Case ID: nys_131/html/1087-01.html
Source: Caselaw Access Project
Author: {"author": "ROBSON, J.", "license": "Public Domain", "url": "https://static.case.law/"}
Date Created: 2024-08-24T03:29:51.129683

LIESNY v. METROPOLITAN LIFE INS. CO.
    (Supreme Court, Appellate Division, Fourth Department.
    November 15, 1911.)
    Insurance (§ 646*)—Life Insurance—Forfeiture—Nonpayment of Premium —Burden of Proof.
    To establish forfeiture for nonpayment of a premium, the burden was upon the company to prove nonpayment, .in addition to showing that it addressed and mailed notice to insured as required by Insurance Law (Consol. Laws 1909, c. 28) § 92.
    [Ed. Note.—For other cases, see Insurance, Cent. Dig. § 1657; Dec. Dig. § 646.]
    Appeal from Trial Term, Oneida County.
    Action by Sophia Liesny against the Metropolitan Life Insurance Company. Erom a judgment for defendant, and an order denying a motion for a new trial, plaintiff appeals. Reversed, and new trial granted.
    Argued before McLENNAN, P. J., and SPRING, WILLIAMS, KRUSE, and ROBSON, JJ.
    W. E. Dowling, for appellant.
    J. W. Rayhill, for respondent.
    
      
      For other cases see same topic & § number in Dec. & Am. Digs. 1907 to date, & Rep’r Indexes
    
   ROBSON, J.

Plaintiff is the beneficiary named in a policy of insurance upon the life of her husband, Antonio Liesny, for the sum of $500, to be paid to her upon the death of the insured. The material question litigated at the trial was whether this policy had been by the defendant declared forfeited, or lapsed, on failure to pay the premium payable thereon September 30, 1908, following a notice mailed and addressed by the defendant to the insured, pursuant to the provisions of ' section 92 of the insurance law.

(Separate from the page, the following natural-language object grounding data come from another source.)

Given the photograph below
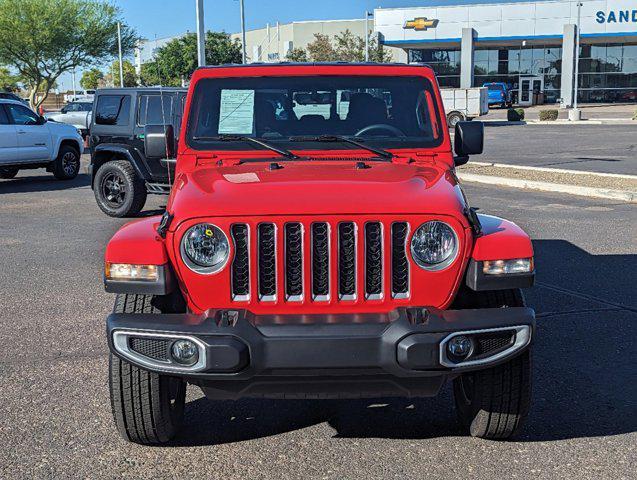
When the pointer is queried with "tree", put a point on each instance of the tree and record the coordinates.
(349, 47)
(8, 81)
(296, 55)
(176, 60)
(345, 47)
(91, 79)
(130, 75)
(149, 75)
(321, 49)
(42, 39)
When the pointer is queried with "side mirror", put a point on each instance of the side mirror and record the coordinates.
(159, 141)
(468, 140)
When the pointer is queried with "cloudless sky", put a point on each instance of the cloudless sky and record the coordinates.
(165, 18)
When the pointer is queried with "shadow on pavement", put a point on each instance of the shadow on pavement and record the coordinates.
(42, 183)
(585, 380)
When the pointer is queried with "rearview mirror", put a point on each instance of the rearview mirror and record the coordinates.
(159, 141)
(468, 140)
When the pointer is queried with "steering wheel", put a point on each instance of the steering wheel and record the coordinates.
(381, 126)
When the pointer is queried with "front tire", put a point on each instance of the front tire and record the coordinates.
(148, 408)
(119, 192)
(494, 403)
(67, 165)
(7, 173)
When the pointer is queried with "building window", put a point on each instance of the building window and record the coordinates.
(607, 73)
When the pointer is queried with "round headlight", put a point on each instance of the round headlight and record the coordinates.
(434, 245)
(204, 248)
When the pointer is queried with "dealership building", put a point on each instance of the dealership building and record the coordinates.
(528, 45)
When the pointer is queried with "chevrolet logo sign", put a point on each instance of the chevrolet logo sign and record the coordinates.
(420, 24)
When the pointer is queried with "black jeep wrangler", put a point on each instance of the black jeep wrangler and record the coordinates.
(123, 170)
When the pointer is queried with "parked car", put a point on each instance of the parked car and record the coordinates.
(123, 171)
(499, 94)
(305, 257)
(464, 104)
(77, 114)
(28, 140)
(12, 96)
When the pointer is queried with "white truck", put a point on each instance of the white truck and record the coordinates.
(464, 103)
(28, 140)
(77, 114)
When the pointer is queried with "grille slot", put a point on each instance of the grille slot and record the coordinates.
(293, 261)
(488, 344)
(155, 348)
(400, 264)
(241, 263)
(267, 262)
(320, 261)
(347, 261)
(373, 260)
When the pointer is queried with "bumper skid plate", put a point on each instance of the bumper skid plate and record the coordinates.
(241, 349)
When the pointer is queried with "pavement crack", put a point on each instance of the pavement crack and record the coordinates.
(586, 296)
(577, 311)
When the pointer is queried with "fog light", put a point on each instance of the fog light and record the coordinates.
(502, 267)
(460, 347)
(127, 271)
(185, 352)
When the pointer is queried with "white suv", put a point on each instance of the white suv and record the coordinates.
(28, 140)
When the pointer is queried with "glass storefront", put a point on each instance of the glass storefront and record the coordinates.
(608, 72)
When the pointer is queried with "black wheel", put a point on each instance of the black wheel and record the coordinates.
(67, 165)
(118, 190)
(453, 118)
(493, 403)
(148, 408)
(8, 172)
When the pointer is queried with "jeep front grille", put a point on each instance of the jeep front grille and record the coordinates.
(319, 261)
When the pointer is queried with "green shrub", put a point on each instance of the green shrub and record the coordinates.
(548, 115)
(515, 114)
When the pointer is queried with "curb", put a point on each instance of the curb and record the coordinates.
(602, 121)
(554, 170)
(622, 195)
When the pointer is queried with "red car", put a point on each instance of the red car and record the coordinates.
(317, 244)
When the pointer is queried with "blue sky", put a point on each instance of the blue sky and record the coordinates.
(163, 18)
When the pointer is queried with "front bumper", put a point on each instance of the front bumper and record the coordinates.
(319, 356)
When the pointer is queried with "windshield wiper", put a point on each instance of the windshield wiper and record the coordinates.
(256, 141)
(337, 138)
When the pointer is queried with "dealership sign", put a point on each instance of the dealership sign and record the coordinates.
(620, 16)
(541, 19)
(421, 23)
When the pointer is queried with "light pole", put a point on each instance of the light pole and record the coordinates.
(575, 114)
(367, 15)
(119, 47)
(201, 35)
(243, 33)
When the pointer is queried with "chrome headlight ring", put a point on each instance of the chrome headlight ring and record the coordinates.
(205, 248)
(434, 235)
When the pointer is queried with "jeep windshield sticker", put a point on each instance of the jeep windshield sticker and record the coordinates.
(236, 112)
(249, 177)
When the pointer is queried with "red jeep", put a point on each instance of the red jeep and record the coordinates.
(317, 244)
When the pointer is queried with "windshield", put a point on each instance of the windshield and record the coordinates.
(385, 112)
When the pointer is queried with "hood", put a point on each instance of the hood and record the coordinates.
(316, 188)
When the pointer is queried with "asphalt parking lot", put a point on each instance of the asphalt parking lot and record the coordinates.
(597, 148)
(56, 419)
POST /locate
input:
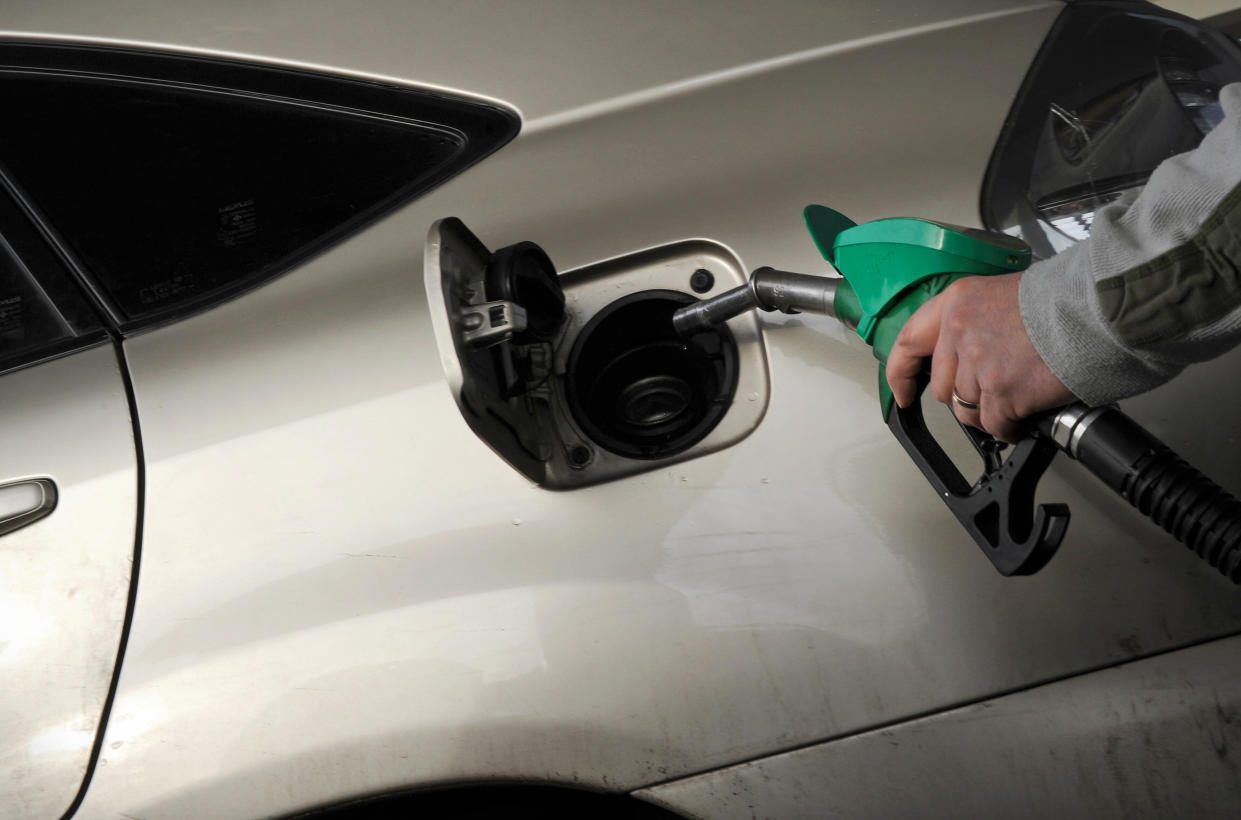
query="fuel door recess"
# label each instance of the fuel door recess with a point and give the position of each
(578, 378)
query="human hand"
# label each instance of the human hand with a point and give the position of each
(979, 350)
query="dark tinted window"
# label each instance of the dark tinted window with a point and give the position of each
(41, 311)
(176, 182)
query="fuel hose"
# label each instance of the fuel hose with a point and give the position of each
(1154, 480)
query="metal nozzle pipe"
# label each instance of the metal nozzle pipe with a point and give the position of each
(767, 289)
(704, 315)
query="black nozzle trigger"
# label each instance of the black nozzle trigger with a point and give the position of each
(998, 509)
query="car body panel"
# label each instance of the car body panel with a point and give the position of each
(63, 579)
(345, 592)
(528, 56)
(1121, 743)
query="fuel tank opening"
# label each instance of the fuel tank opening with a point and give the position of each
(640, 391)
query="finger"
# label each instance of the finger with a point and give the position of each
(945, 366)
(966, 387)
(915, 343)
(998, 418)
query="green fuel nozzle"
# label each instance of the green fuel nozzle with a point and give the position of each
(889, 269)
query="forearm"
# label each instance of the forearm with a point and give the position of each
(1157, 285)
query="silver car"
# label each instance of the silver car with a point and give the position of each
(348, 468)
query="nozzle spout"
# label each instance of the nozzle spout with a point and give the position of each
(767, 289)
(704, 315)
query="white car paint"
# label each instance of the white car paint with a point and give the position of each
(344, 591)
(63, 579)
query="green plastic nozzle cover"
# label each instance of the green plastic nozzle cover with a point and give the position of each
(894, 266)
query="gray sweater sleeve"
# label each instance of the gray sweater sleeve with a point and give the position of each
(1158, 283)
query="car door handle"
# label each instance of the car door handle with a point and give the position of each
(22, 503)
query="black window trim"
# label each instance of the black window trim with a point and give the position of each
(485, 127)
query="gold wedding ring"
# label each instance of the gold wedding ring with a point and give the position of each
(963, 402)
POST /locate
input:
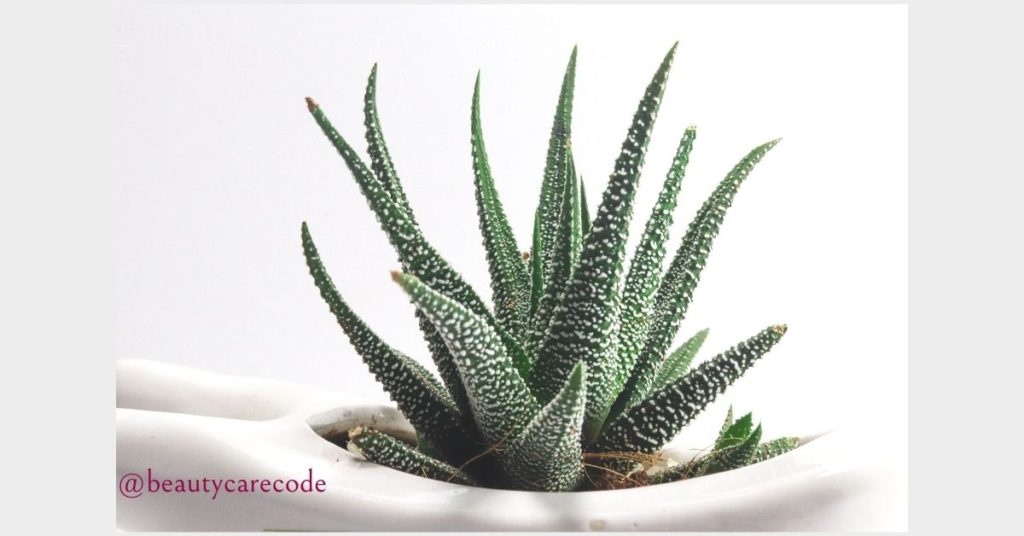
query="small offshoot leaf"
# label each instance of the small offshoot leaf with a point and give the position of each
(385, 450)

In disposing of this appeal, it may be assumed, without directly deciding, that the answer, as amended by permission of the trial court, sufficiently pleaded this defense. To establish this defense it was necessary for the defendant to prove, not only that the defendant had mailed and addressed to the insured, as the statute requires, the prescribed notice, but also failure to pay the premium referred to in the notice. Fischer v. Metropolitan Life Ins. Co., 37 App. Div. 575, 580, 56 N. Y. Supp. 260, 264, affirmed 167 N. Y. 178, 60 N. E. 431. As was said in the case cited:

“It was just as necessary to prove one of those facts as the other, because both of them together were required to constitute a forfeiture.”

The defense being an affirmative one, the burden of establishing it by proof of the facts upon which it depends rested upon the defendant. Plaintiff’s counsel requested the court to charge

“That the nonpayment of a premium and the forfeiture of the policy are affirmative defenses, that must be established by a preponderance of evidence.”

The request was denied, and exception was duly taken.

For the reasons above stated, we think the plaintiff was entitled to have the jury instructed as requested. The evidence as to the payment of the premium in question was conflicting, and it cannot be affirmed that the plaintiff’s rights may not have been prejudiced by the refusal to charge as requested. I.

Judgment and order reversed, and new trial granted, with costs to appellant to abide event. All concur.